Usuários inteligentes (smart people): os serviços das bibliotecas devem ser desenvolvidos com a visão de que o usuário é um produtor de conhecimento e não um passivo consumidor de informações. Cidadãos em cidades inteligentes são participativos, flexíveis e criativos. A biblioteca consiste em um espaço de produção e compartilhamento de conhecimento, uma plataforma comunitária.
Espaço inteligente (smart place): o primeiro aspecto dessa dimensão é a ecologia; como no conceito das bibliotecas verdes, as bibliotecas em cidades inteligentes devem ser comprometidas com questões ambientais através da construção e do funcionamento sustentável. O segundo aspecto se refere a inovações que contribuem para a qualidade de vida dos usuários e da equipe (segurança e saúde), além da atratividade do espaço da biblioteca (design).
Governança inteligente (smart governance): dimensão que encapsula questões políticas e institucionais, como colaboração, cooperação, engajamento e participação social. Transparência do sistema administrativo e rede de relacionamentos (ambiente social e cultural) representam essa dimensão que visa a tomada de decisão com base em inteligência coletiva.
Ressalta-se que nem todas as bibliotecas precisam ser “inteligentes”, é preciso identificar as necessidades da comunidade e o contexto em que elas se inserem:
Uma biblioteca pode ser moderna, melhorar a qualidade do serviço, desenvolver novos serviços e implementar novas tecnologias da informação sem ser (ou se assumir como) inteligente. Por exemplo, para bibliotecas em ambientes rurais, smartness com certeza não é uma prioridade, devido a falta de contexto urbano (SCHÖPFEL, 2018, p. 9).
Relevante trazer para a discussão, além da questão da competência em informação, que tradicionalmente os bibliotecários promovem, a competência midiática (media literacy), que é “uma área interdisciplinar do conhecimento que se preocupa em desenvolver formas de ensinar e aprender aspectos relevantes da inserção dos meios de comunicação na sociedade”, “é o resultado esperado dessas ações pedagógicas, que envolvem, necessariamente, a compreensão crítica e a participação ativa” (CERIGATTO, 2018, p. 167). A consciência do que é feito e apreendido em ambientes digitais e formação de cidadãos com habilidades tecnológicas é fundamental para a troca de informações e ressignificação de ideias individual e coletivamente; possibilitando que passem de meros receptores passivos de informação para efetivos produtores de conhecimento (CERIGATTO, 2018; CUEVAS-CERVERO; MARQUES; PAIXÃO, 2014).
Em conformidade com os objetivos de cidades inteligentes, as bibliotecas podem ser grandes facilitadoras para atividades cotidianas de seus usuários e também proporcionar oportunidades de desenvolvimento de soluções criativas e inovadoras para as suas cidades através de espaços de inovação e aprendizagem, apresentados a seguir.
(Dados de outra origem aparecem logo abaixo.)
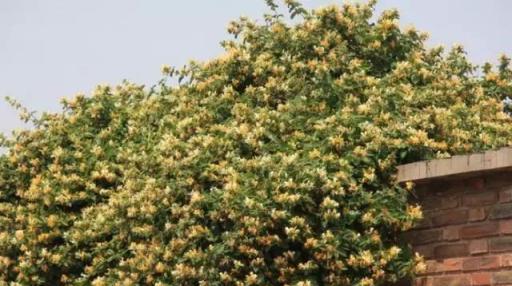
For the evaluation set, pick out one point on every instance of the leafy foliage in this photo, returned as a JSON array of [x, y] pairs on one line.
[[271, 165]]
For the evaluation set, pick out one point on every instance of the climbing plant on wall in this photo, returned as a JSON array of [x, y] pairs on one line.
[[270, 165]]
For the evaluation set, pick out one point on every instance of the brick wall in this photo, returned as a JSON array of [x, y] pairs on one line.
[[466, 235]]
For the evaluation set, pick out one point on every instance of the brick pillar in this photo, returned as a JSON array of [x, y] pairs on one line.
[[466, 234]]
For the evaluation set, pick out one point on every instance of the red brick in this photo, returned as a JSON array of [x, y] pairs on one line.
[[489, 262], [424, 236], [502, 277], [478, 246], [506, 260], [451, 250], [451, 217], [424, 223], [501, 211], [505, 196], [451, 233], [479, 263], [432, 267], [498, 180], [422, 281], [479, 230], [500, 244], [506, 226], [449, 202], [479, 199], [426, 251], [452, 280], [450, 265], [476, 184], [480, 279], [477, 214]]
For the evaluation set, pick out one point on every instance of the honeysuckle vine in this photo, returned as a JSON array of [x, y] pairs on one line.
[[273, 164]]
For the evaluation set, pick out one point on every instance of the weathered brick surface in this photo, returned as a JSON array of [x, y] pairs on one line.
[[480, 198], [451, 250], [480, 230], [502, 278], [501, 211], [500, 244], [450, 217], [466, 234]]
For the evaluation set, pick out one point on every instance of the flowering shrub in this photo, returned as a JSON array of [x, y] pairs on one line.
[[271, 165]]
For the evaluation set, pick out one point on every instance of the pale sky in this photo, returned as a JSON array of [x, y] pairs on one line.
[[55, 48]]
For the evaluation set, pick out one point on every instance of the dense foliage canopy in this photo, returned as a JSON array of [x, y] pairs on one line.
[[270, 165]]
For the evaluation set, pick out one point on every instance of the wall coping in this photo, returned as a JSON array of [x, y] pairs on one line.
[[460, 164]]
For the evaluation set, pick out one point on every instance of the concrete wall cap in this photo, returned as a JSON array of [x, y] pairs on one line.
[[460, 164]]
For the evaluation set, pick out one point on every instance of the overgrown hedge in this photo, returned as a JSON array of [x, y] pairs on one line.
[[271, 165]]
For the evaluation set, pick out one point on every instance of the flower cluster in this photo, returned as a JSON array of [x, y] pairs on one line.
[[271, 165]]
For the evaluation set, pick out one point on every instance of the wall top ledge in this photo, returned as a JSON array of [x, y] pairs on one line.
[[460, 164]]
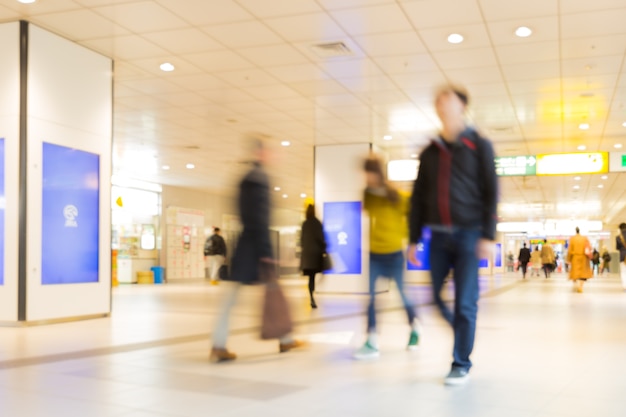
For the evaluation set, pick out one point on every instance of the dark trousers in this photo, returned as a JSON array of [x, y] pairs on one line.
[[457, 250], [524, 266], [390, 266]]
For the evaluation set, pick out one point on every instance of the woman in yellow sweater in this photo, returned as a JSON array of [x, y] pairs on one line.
[[388, 209]]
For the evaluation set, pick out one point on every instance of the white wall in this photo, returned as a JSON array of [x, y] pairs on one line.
[[69, 104], [9, 130]]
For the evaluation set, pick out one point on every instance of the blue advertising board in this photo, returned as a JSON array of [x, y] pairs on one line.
[[498, 255], [423, 252], [342, 225], [2, 208], [70, 216]]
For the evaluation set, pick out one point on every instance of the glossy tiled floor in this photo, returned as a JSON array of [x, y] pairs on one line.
[[541, 351]]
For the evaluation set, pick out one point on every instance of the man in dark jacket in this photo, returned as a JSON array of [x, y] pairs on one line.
[[253, 250], [524, 258], [215, 251], [455, 195]]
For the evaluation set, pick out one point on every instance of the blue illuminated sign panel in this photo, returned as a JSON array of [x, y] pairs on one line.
[[342, 224], [423, 252], [70, 216], [2, 207]]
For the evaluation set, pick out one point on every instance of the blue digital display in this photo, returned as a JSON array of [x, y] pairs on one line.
[[342, 224], [498, 260], [423, 252], [70, 216], [2, 208]]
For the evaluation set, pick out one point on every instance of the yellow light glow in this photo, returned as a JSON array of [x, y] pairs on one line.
[[573, 163]]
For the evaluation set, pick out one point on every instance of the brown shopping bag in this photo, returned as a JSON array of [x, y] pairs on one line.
[[276, 317]]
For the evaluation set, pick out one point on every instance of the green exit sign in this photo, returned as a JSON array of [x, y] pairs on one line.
[[510, 166]]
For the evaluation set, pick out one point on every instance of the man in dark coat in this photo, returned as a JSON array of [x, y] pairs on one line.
[[524, 258], [313, 245], [253, 249]]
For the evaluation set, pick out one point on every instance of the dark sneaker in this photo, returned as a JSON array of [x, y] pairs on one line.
[[413, 340], [221, 355], [457, 376]]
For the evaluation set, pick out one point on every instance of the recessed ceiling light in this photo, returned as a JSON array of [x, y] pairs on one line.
[[523, 32], [455, 38], [167, 67]]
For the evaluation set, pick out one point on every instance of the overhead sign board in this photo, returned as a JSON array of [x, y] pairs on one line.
[[573, 163], [509, 166], [617, 162]]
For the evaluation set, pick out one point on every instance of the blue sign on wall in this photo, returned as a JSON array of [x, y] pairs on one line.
[[2, 208], [70, 216], [423, 252], [342, 224], [498, 260]]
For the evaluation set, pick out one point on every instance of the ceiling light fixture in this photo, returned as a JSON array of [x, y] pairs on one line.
[[167, 67], [523, 32], [455, 38]]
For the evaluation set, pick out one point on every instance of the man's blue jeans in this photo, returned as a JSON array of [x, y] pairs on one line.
[[390, 266], [457, 250]]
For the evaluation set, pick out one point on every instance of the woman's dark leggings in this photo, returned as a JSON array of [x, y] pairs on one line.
[[311, 283]]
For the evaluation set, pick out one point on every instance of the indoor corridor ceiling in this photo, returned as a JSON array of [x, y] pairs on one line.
[[251, 66]]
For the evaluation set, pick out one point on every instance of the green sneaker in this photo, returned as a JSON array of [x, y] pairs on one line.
[[413, 340], [366, 352]]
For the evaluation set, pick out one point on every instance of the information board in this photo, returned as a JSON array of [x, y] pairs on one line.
[[342, 225], [70, 216]]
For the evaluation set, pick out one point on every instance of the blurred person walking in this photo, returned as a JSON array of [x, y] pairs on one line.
[[313, 244], [535, 262], [620, 244], [253, 253], [606, 261], [215, 252], [578, 256], [547, 258], [524, 258], [455, 195], [388, 209]]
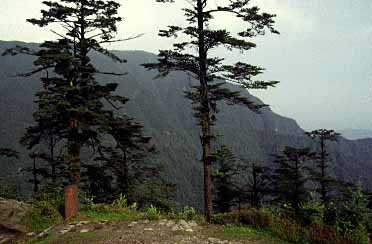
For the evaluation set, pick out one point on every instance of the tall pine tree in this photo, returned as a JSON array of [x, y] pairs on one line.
[[211, 72], [321, 175], [74, 92], [290, 176]]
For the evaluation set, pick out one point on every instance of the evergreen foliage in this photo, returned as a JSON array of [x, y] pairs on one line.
[[290, 176], [71, 106], [327, 185], [211, 72]]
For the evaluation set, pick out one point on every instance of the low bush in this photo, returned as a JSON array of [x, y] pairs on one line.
[[258, 218], [152, 213], [42, 216]]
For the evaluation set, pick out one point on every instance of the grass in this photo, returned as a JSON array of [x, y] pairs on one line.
[[69, 238], [234, 232], [114, 216]]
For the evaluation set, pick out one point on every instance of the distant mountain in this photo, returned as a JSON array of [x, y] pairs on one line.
[[355, 134], [167, 116]]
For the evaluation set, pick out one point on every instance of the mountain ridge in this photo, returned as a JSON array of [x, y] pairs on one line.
[[167, 116]]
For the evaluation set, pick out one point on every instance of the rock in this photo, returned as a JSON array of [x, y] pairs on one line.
[[184, 224], [132, 224], [214, 240], [5, 240], [162, 222], [12, 215], [44, 232], [82, 223], [177, 228], [170, 223], [98, 226], [192, 223], [64, 231]]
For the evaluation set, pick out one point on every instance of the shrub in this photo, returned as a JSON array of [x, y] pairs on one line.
[[121, 202], [152, 213], [42, 216], [9, 191], [219, 219], [256, 218], [187, 213]]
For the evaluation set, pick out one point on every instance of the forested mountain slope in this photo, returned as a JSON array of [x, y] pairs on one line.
[[167, 116]]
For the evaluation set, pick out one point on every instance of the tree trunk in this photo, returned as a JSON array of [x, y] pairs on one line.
[[75, 153], [205, 116], [34, 172]]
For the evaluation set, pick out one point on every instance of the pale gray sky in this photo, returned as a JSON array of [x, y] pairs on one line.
[[323, 56]]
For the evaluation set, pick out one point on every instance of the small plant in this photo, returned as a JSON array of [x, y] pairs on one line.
[[152, 213], [121, 202], [133, 206], [42, 216], [188, 213]]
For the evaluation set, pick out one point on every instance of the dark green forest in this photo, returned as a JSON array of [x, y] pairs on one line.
[[173, 131]]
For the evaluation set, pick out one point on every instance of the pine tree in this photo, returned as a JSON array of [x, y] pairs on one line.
[[8, 152], [211, 71], [38, 172], [76, 95], [327, 183], [289, 177], [125, 160]]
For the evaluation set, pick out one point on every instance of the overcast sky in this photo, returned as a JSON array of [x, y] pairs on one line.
[[323, 56]]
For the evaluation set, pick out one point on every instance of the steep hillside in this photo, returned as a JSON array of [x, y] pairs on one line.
[[166, 114]]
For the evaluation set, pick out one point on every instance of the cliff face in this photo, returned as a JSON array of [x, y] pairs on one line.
[[167, 116]]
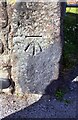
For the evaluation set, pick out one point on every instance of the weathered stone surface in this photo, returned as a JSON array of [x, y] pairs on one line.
[[36, 45]]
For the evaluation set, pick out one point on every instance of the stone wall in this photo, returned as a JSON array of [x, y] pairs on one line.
[[34, 45]]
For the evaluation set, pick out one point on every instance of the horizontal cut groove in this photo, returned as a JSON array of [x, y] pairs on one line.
[[33, 36]]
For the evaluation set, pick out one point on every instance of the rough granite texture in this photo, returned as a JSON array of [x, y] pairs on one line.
[[34, 44]]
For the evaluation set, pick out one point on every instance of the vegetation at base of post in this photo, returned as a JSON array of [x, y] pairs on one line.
[[70, 52]]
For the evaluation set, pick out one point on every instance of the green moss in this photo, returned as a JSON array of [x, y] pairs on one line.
[[70, 53]]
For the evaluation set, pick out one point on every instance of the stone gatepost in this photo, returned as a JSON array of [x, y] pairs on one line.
[[36, 31]]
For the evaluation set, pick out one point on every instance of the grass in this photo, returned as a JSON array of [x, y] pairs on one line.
[[72, 10], [70, 53]]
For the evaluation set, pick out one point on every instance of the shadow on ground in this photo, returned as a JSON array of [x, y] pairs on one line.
[[48, 106]]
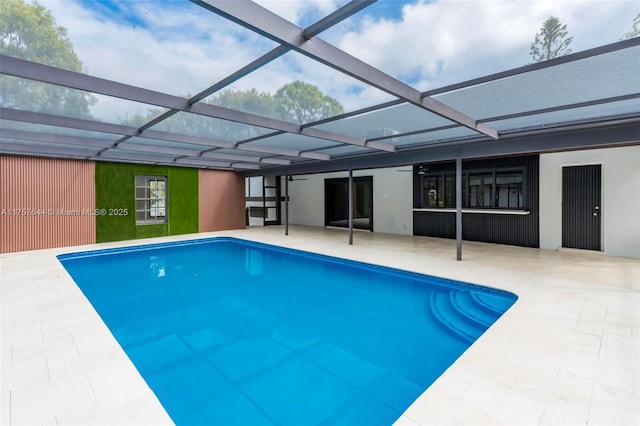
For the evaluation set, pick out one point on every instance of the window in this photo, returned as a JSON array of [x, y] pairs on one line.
[[151, 199], [497, 189], [480, 192]]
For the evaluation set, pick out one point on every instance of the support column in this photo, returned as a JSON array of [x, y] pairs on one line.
[[350, 206], [286, 204], [458, 208]]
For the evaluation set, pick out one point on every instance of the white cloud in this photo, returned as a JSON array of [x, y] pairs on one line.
[[295, 10], [444, 42], [180, 48]]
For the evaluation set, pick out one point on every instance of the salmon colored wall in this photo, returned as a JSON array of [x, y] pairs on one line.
[[46, 203], [222, 200]]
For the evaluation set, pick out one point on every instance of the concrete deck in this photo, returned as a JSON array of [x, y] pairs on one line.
[[568, 351]]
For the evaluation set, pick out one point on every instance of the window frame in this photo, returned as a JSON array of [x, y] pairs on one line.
[[448, 177], [148, 199]]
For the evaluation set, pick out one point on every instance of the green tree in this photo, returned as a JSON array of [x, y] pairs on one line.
[[302, 103], [29, 31], [635, 29], [551, 42]]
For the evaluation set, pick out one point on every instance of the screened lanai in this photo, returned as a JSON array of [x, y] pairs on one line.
[[581, 100]]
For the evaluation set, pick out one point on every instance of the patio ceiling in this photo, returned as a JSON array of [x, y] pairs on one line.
[[584, 100]]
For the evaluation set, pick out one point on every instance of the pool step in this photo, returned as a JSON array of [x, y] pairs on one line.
[[494, 303], [461, 314]]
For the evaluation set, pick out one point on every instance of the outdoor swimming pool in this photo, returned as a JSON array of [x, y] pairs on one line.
[[227, 331]]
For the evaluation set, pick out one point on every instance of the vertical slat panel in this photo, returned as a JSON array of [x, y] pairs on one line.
[[45, 203], [222, 200], [521, 230], [580, 197]]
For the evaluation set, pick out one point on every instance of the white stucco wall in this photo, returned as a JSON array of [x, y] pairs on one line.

3.1 Cultura de inovação e colaboração em bibliotecas
As TIC formataram novos hábitos no comportamento informacional dos usuários, de modo que o acesso à informação deixou de estar tão fortemente associado aos serviços fornecidos pela biblioteca. Segundo Marcial (2017), a inovação tornou-se elemento decisivo na administração das bibliotecas e deve ser entendida como fator vital.
A inovação surge das ideias e, por consequência, de resultados que possam ser tangibilizados. Tais resultados surgem da capacidade de agregar valor às ideias, por meio das tecnologias e oferecendo produtos que atendam às necessidades do mercado, sendo fonte de renda e empregos. Inovar é um tema permanente e estratégico para a sobrevivência das organizações, além de contribuir para a competitividade econômica. Desempenha, portanto, um papel central na economia baseada no conhecimento, pois possibilita um crescimento inclusivo e sustentado, não apenas do ponto de vista tecnológico, mas socioeconômico (JULIANI et al., 2016, p. 104). Inovação e competitividade econômica são fundamentais para o bom desempenho de cidades inteligentes dentro dos quesitos propostos por Strapazzon (2009).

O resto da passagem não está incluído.